Il Presidente, Avv. Stefano de Luca. L’Amministratore Delegato, Dott. Luciano Basile”.

Ero convinto che buchi del genere nella nostra legislazione fossero stati tappati, ma evidentemente non è così. Una vicenda che ci riporta al Paese dei Balocchi di Pinocchio, dove viene promosso chi non va mai a scuola, a patto però che abbia mangiato molti gianduiotti, marzapane e frittelle dolci.
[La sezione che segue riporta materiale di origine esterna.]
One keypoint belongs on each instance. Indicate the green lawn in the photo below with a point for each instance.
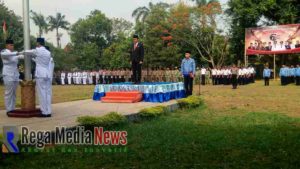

Che commento posso fare? Il più strano che mi viene in mente. Non credo in Dio, ma mi piace immaginare che questo simbolo inutile abbia voluto smentirmi rendendosi una buona volta utile, almeno per “punire” – visto che non lo facevano i giudici – il lavoratore pluriassenteista di Palermo, per poi tornare nel nulla dal quale era venuto.